Every year more than 100,000 children go missing in the UK - that is one child who disappears every five minutes.
Charity Missing People is working to find these children who disappeared in the UK
Parents And Children Together (PACT) came up with this figure but the charity Missing People has released a new report suggesting the number could be even higher, at around 150,000.
While the majority are found, some remain missing.
Andrew Gosden, 14, is one of the few who have not been found.
Without warning, he left home in Doncaster on September 14, 2007.
He had £200 of his savings. Later that day he was captured on CCTV at King's Cross station in London but he has not been seen since.
His parents Kevin and Glenys have been to London countless times looking for him.
"I think there's a fair chance that he might not be alive or he's being held against his will," says Glenys.
"You have hope in one hand and grief in the other but every day brings hope that it might be the day that he'll phone or make some contact."
Kevin has found it so difficult to cope with his son's disappearance that he attempted to commit suicide.
"When Andrew went missing, it's that feeling when your children are small, that absolute panic that 'Oh, where have they gone?'
"It's that panic going on and on, day after day, week after week, month after month."

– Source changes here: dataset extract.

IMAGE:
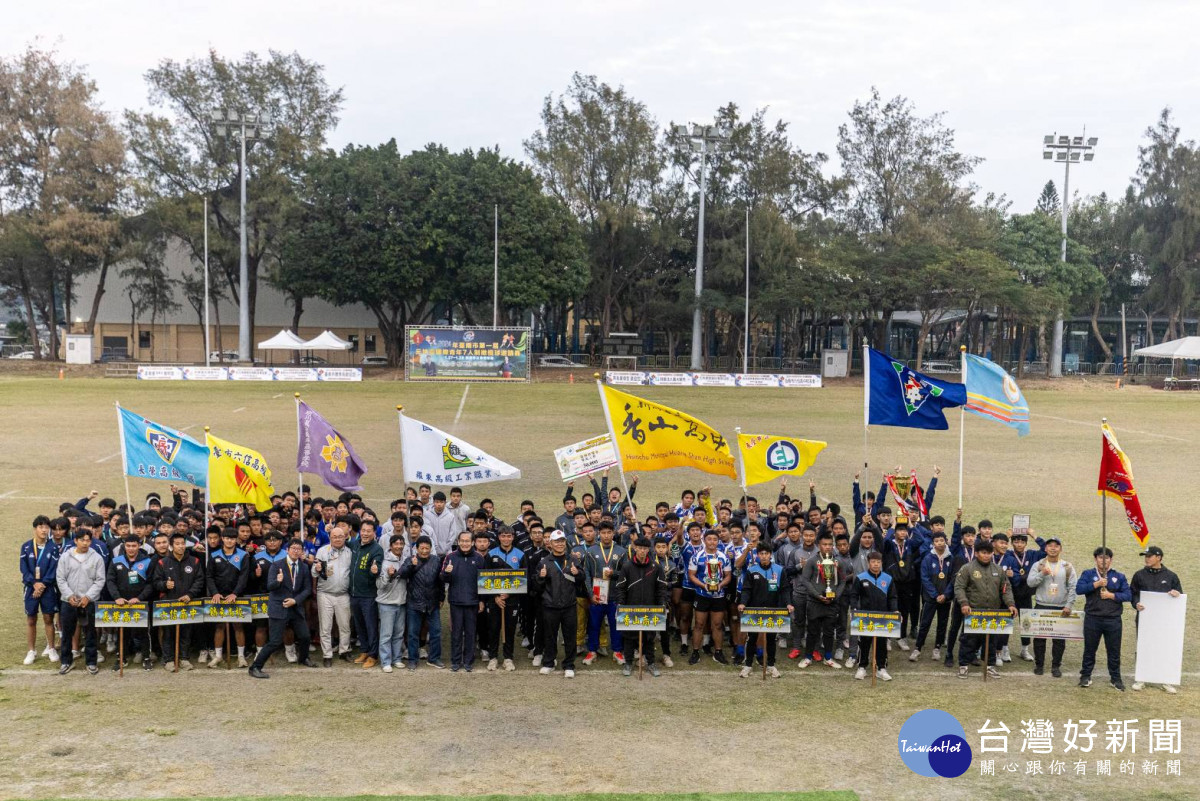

According to Missing People, young people aged under 18 account for two-thirds of all police missing persons reports and 70% of youngsters reported missing had chosen to disappear.
"Young people go missing for a number of reasons," says Geoff Newiss, director of policy and research at the charity.
"Many run away from home or care, from school, from peer groups. The reasons cross the whole spectrum from bullying to mental health problems to involvement in drugs and alcohol, the cross-section is wide."
In 2000, Nadia Belhaj, then aged 14, skipped school with a friend. Their day out turned into six weeks away.
Glenys and Kevin Gosden
They stole to survive and slept on the streets. Eventually they were recognised by a police officer and taken home.
"I didn't really have a reason, I just up and left," says the 22-year-old from Leigh-on-Sea.
"I didn't plan on staying away so long. I wasn't doing it to be spiteful, I didn't think how my parents were feeling - it was just about me for once."
Missing People is currently working to find around 300 children, a third of those have not been seen for more than a year.